I think I need to create 2 engineBuilder, 8 threads(each starts with calling cudaSetDevice()), 4x2 executionContext, 4x2 cuda streams as below;

engine1(running on main process)-> cxt1(running on thread1 with stream 1), 
                                -> cxt2(running on thread2 with stream 2), 
                                -> cxt3(running on thread3 with stream 3), 
                                -> cxt4(running on thread4 with stream 4) 

engine2(running on main process)-> cxt5(running on thread5 with stream 5), 
                                -> cxt6(running on thread6 with stream 6), 
                                -> cxt7(running on thread7 with stream 7), 
                                -> cxt8(running on thread8 with stream 8)

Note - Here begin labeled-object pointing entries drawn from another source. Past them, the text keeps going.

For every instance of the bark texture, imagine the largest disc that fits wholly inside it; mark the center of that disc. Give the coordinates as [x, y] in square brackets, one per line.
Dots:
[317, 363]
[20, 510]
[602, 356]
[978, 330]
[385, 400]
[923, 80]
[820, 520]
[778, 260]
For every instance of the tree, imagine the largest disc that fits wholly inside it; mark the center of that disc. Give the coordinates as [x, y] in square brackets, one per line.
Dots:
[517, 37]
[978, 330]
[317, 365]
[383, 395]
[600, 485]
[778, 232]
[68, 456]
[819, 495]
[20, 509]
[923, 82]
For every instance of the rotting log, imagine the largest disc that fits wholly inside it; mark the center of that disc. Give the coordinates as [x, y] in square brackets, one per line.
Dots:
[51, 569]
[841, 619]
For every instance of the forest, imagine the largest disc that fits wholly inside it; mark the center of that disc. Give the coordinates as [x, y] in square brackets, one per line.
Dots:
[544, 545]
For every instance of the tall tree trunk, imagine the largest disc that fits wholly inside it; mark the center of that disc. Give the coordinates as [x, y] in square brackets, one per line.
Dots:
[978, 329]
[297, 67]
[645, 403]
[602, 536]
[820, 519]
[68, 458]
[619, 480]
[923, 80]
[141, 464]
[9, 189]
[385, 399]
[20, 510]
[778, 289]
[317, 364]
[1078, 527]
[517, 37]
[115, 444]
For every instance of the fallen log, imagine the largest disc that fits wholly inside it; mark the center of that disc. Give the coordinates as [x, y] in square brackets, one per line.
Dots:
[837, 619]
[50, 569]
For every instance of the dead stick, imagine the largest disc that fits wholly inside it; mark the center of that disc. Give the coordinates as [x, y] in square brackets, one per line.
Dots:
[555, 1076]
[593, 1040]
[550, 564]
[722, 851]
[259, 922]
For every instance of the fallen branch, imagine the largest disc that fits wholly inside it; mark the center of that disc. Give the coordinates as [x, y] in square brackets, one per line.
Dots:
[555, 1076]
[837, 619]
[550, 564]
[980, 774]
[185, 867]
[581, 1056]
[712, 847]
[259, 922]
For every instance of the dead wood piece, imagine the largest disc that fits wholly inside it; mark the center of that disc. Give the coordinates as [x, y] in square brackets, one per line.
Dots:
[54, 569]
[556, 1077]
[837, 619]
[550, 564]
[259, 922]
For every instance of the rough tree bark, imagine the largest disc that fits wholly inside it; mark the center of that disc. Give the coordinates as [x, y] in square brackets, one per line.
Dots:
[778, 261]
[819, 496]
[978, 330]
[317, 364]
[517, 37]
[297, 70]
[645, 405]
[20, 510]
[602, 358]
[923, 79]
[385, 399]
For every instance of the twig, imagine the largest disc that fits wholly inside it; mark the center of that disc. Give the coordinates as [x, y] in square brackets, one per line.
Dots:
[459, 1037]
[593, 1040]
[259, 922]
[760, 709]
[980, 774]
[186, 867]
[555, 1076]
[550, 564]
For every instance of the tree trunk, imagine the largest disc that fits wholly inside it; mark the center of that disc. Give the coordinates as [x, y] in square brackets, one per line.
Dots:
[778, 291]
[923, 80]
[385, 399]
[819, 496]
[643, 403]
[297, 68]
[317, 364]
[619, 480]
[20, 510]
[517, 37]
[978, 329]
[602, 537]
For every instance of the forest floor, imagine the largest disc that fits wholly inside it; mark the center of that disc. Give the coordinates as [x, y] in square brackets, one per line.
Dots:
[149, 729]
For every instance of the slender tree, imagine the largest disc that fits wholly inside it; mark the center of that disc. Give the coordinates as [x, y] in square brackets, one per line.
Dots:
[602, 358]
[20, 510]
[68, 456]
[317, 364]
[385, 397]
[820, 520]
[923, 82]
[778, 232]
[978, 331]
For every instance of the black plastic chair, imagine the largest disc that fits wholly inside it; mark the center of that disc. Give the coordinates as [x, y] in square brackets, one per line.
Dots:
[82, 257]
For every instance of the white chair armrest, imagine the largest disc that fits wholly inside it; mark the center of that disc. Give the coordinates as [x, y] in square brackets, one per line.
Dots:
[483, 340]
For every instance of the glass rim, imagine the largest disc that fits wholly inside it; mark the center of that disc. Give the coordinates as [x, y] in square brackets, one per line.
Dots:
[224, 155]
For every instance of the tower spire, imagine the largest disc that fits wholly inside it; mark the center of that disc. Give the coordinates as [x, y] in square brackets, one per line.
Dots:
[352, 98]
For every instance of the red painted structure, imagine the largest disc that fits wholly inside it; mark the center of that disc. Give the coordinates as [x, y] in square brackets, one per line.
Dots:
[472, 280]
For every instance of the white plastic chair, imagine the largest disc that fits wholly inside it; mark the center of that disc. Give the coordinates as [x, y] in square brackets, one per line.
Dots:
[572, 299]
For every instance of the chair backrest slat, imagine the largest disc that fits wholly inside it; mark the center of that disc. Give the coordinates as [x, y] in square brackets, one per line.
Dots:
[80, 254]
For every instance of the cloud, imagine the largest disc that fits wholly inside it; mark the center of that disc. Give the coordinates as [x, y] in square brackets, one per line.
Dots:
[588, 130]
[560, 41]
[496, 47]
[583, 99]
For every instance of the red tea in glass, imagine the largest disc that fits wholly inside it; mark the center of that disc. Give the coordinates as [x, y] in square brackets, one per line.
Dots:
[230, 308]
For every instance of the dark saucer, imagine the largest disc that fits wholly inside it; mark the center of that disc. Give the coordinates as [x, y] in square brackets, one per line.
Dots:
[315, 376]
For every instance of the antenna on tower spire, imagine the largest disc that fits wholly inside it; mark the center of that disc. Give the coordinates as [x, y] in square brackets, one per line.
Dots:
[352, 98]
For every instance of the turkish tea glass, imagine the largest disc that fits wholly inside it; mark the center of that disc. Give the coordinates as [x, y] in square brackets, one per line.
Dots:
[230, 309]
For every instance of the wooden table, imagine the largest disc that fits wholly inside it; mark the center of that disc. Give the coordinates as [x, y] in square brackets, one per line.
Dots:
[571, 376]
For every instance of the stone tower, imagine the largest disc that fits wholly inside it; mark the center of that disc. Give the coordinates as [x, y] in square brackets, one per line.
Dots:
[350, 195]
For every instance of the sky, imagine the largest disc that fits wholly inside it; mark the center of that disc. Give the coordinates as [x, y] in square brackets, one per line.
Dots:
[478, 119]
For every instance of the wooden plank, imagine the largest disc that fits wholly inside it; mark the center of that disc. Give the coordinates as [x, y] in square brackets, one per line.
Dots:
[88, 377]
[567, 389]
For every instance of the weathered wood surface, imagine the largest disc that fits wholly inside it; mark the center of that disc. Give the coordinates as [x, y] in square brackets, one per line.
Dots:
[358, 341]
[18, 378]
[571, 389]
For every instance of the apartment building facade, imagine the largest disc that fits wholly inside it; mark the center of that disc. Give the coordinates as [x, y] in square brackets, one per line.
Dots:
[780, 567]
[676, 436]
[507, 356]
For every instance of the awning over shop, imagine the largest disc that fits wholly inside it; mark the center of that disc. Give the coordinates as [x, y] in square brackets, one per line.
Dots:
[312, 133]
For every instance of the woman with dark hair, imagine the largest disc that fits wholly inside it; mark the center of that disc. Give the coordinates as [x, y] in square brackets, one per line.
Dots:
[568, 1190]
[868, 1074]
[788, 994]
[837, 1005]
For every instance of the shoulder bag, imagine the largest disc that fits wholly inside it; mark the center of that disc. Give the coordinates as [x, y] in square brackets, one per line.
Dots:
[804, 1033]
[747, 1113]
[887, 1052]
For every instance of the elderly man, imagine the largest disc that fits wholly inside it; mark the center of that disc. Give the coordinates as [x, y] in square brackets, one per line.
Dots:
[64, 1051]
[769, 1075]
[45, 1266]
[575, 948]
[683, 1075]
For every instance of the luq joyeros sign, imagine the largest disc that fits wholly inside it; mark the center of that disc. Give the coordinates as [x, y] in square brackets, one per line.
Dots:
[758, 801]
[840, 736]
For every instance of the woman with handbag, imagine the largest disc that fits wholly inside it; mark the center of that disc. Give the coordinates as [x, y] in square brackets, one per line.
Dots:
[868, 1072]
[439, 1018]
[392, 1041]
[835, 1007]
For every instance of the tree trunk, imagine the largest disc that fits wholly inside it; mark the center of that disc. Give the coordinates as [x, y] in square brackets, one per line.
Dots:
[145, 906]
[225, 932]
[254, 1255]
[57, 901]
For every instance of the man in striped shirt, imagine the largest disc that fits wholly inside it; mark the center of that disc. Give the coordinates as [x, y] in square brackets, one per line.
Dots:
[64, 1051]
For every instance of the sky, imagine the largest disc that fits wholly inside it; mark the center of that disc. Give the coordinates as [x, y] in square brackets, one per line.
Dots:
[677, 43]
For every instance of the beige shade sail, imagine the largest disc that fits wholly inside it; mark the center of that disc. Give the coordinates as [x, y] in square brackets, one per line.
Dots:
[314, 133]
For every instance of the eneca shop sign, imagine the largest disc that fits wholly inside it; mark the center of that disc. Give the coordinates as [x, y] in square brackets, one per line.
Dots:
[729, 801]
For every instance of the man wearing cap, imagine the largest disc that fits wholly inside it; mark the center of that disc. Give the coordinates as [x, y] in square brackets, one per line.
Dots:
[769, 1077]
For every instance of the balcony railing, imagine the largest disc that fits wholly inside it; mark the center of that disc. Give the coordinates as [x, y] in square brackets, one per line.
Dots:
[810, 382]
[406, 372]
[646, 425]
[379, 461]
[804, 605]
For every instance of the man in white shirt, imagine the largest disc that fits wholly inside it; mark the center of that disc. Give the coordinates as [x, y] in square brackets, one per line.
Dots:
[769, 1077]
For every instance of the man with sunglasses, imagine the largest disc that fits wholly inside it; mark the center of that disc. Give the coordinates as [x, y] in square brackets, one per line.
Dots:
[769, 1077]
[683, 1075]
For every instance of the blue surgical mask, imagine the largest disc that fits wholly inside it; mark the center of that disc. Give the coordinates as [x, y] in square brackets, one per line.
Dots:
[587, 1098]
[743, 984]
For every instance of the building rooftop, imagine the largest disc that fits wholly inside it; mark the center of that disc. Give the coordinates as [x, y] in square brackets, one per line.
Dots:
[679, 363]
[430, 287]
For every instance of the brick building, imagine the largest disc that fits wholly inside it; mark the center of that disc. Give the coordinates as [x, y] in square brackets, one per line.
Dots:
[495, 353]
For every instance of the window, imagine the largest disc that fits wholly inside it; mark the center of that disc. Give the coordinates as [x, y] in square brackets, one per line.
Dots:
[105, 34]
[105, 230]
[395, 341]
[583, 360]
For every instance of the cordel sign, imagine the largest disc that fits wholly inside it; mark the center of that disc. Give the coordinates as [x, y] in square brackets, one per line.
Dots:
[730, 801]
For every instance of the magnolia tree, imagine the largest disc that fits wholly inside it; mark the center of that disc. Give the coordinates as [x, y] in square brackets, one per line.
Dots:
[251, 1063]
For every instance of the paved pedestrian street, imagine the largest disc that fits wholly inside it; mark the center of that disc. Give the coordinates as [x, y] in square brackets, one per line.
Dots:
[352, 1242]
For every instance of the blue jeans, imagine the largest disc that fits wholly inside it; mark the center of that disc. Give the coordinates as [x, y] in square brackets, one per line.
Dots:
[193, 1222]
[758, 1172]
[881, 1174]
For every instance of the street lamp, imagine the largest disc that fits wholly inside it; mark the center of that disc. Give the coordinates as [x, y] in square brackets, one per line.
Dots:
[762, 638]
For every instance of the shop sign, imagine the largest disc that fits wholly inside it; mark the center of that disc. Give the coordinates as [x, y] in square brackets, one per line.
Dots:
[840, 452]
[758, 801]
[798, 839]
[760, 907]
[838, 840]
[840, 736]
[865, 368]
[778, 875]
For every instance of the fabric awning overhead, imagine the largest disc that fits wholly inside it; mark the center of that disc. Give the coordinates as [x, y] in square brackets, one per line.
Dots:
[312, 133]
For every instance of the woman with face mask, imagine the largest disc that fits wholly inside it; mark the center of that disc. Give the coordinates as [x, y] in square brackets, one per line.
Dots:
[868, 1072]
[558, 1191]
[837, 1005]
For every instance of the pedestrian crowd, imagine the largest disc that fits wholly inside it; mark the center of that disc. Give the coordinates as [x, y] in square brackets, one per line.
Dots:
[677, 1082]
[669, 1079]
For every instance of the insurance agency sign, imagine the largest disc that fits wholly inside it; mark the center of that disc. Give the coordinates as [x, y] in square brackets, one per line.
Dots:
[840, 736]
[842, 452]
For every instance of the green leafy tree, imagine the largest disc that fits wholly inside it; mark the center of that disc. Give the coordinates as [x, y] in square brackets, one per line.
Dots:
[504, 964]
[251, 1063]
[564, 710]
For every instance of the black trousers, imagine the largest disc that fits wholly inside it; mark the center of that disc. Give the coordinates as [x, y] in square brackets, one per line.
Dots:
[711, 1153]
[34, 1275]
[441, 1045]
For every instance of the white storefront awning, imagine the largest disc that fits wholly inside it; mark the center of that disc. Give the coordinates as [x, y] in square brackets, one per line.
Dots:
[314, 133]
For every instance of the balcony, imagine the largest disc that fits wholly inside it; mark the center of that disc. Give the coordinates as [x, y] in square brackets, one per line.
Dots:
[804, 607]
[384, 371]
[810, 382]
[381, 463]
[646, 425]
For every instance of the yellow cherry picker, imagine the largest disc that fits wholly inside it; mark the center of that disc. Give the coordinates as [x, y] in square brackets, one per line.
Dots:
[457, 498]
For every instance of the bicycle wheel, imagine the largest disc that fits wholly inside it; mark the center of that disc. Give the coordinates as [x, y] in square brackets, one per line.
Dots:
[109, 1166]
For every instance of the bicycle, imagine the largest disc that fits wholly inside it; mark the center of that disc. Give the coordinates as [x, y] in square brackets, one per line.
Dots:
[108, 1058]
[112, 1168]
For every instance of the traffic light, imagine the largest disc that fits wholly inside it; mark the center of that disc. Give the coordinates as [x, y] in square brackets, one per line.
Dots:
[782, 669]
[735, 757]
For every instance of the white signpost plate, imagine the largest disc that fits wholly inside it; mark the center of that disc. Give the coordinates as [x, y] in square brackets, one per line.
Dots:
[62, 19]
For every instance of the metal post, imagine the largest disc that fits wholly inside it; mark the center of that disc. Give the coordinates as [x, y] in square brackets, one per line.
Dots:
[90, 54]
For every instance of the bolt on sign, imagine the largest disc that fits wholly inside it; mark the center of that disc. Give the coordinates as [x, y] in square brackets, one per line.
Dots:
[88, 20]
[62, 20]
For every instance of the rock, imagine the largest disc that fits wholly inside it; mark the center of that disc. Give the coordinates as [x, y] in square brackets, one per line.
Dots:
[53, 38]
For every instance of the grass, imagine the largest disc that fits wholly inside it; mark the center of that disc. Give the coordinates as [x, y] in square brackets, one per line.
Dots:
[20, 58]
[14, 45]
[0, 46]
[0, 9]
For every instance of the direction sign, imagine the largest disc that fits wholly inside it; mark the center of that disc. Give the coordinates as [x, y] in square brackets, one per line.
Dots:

but it seems those instance runnings are still interleaved, not ideal parallel execution.
Then, I would apply MPS. so, instead of 4 context for each engine and GPU, just use 1 context for 1 engine.

[GPU 0]
MPS 1 : engine 1 -> ctx1(no thread/stream explicit creation) ; it processes area 1 of the same video frame
MPS 2 : engine 1 -> ctx2(no thread/stream explicit creation) ; it processes area 2 of the same video frame
MPS 3 : engine 1 -> ctx3(no thread/stream explicit creation) ; it processes area 3 of the same video frame
MPS 4 : engine 1 -> ctx4(no thread/stream explicit creation) ; it processes area 4 of the same video frame
---------------------------------------------------------
[GPU 1]
MPS 1 : engine 2 -> ctx5(no thread/stream explicit creation) ; it processes area 5 of the same video frame
MPS 2 : engine 2 -> ctx6(no thread/stream explicit creation) ; it processes area 6 of the same video frame
MPS 3 : engine 2 -> ctx7(no thread/stream explicit creation) ; it processes area 7 of the same video frame
MPS 4 : engine 2 -> ctx8(no thread/stream explicit creation) ; it processes area 8 of the same video frame

BUT,
one IMPORTANT point is, I need to keep those TRT contexts running synchronized because it must process the same video on the same frame count.
I guess, MPS is good choice only in the case of processing separate input date because it makes each engine/context run independently, asynchronously.

Is there a good way to share a kind of current frame number status while each one runs concurrently?
I think MPS enables that each context shares memory usage, but I don’t know how to programmatically handle it.